L'acte se présente comme appartenant à la huitième année du règne de Boson. Sa date devrait donc être placée entre le 15 octobre 886 et le 14 octobre 887. Mais Boson mourut le 11 janvier 887. C'est donc cette date qu'il faut adopter comme terminus ad quem.

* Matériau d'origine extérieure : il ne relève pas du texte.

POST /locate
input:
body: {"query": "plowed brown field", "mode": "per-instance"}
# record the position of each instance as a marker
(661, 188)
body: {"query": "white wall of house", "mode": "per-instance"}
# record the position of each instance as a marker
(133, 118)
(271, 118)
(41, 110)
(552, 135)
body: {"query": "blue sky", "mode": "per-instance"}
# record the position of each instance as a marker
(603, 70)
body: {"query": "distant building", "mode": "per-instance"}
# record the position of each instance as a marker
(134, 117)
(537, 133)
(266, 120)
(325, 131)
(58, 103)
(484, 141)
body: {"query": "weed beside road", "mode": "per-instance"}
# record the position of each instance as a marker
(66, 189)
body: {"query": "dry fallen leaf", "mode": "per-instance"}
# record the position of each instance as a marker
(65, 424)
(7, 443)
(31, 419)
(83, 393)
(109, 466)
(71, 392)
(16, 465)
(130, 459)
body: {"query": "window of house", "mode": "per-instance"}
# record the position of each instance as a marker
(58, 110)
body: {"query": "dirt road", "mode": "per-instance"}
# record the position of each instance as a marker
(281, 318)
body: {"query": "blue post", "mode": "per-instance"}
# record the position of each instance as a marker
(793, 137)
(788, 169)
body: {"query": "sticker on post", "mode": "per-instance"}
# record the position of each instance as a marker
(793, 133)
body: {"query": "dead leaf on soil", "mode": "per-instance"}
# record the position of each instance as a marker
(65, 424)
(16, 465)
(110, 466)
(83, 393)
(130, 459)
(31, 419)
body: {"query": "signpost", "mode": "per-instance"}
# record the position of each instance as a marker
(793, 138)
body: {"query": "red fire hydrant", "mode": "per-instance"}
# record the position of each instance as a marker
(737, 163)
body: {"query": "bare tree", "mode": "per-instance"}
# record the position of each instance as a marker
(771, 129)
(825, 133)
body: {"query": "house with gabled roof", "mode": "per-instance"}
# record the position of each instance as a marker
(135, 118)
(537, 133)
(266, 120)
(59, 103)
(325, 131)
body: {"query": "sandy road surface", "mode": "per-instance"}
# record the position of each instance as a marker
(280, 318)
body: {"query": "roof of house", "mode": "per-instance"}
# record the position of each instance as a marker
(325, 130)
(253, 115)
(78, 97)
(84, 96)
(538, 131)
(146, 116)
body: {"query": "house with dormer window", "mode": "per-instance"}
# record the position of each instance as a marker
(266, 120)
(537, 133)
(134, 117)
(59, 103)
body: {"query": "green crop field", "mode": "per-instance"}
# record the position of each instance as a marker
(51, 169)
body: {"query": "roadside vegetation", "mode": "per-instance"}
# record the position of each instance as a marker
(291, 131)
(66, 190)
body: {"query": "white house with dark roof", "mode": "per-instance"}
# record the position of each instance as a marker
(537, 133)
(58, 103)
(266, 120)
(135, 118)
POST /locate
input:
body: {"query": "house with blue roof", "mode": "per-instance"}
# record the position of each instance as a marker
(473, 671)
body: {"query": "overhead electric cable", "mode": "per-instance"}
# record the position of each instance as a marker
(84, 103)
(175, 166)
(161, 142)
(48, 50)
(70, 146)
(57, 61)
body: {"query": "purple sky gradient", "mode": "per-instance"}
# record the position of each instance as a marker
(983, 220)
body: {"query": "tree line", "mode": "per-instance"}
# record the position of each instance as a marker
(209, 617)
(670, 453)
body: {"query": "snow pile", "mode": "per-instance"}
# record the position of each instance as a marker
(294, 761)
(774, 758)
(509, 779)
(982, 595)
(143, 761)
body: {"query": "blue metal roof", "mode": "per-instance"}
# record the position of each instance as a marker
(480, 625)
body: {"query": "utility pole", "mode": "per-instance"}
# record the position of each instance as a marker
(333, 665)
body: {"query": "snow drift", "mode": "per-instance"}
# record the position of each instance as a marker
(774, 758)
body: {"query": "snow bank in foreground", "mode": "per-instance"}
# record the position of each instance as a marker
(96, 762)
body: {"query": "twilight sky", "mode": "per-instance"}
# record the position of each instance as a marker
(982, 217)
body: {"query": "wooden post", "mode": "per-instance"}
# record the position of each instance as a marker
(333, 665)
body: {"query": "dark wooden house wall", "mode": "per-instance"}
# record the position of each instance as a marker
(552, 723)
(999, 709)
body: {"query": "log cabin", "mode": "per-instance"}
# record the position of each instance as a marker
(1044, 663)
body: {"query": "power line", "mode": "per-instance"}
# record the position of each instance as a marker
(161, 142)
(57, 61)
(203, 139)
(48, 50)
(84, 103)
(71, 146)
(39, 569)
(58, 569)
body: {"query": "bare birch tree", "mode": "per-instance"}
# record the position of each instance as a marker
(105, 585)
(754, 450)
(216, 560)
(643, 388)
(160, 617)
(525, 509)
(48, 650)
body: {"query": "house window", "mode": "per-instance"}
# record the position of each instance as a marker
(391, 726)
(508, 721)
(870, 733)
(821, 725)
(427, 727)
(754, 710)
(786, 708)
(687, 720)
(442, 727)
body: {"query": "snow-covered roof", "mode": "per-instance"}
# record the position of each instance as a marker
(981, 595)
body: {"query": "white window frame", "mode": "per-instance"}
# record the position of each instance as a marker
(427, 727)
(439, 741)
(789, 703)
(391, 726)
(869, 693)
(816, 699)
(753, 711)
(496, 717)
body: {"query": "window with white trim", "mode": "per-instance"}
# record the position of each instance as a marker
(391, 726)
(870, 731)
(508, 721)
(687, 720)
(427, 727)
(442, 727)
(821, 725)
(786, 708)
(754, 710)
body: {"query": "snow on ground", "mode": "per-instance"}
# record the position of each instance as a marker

Regnante Deo factore omnium, qui cuncta suo disponit ordine, cujus nutu ac potestate reges regnant, qui nobis beneficio suȩ misericordie regni gubernacula non nostris intervenientibus meritis concessit. Ego quippe Boso, Burgundionum Ausoniorumque rex, una cum Er. uxore, pariter aula Vienne positi, anno regni octavo, coepimus cogitare piorum ac improborum retributionem, qualiterque remedio elimosine cassantur imminentia bella injuste insurgentia vel qualiter adquiritur, elemosina interveniente, misericordia Salvatoris. Interfuit quoque noster dilectus Asmundus, Secusivȩ civitatis vel Maurianorum episcopus, una proprio fratre Leotmanno, Cremonensis ecclesie presule, qui nobis meditata ac mutuo dicta suadentes, ditari regalibus opibus ecclesiam proprii episcopii sancti Johannis Baptiste, in confinio Burgundie positam, que admodum destituta esse cognoscitur sevicia hostium euntium vel redeuntium. Nos vero in amministratione tanti negotii assensum prebuimus, veneratione sancti predicti Johannis Baptiste, utque nos victores intercessione semper ubique reddat, donamus eidem sancto Domini Baptiste refugium de nostris propriis genealogiis, castrum scilicet in ejusdem territorio sancti Johannis positum, quod a vulgo Armariolum nuncupatur, quod etiam adjacet supra dicti parvi fluminis ripam Arki, cum nostra capella sanctȩ Dei genetricis, cum decimis et villis, villaribus subjectis eidem castro pertinentibus et ex hac parte fluminis et ultra, ubi sit presulis requies, ubi secunda sedes, ubi tempore belli tuta defensio, ubi libros thesaurorumque munimen inexpugnabile armarium enim antiquitus antiqui vocaverunt, aptum et congruum judicatur a regalibus institutis, ut sit arma inexpugnabilis contra hostium incursiones nostrȩ Mauritane ecclesiȩ, sancti videlicet Johannis Baptistae. Si quis vero, suadente humani generis inimico, contra institutionem nostrae potestatis violare temptaverit, lege Bonifaci universalis pontificis sit anathema et componat nostro judicio C libras auri. Has quippe duas ecclesias, Maurianorum scilicet sancti Johannis Baptistae sanctȩque Dei genitricis civitatis Secusivȩ, cum propriis ecclesiis subjectis, secundum jamdicti Bonifacii instituta, esse concedimus Maurianensis ecclesiȩ pontificis dominatu, eo tenore ut ad proprii pontificis sinodum constituto tempore veniat sepe denominatus Maurianorum episcopus.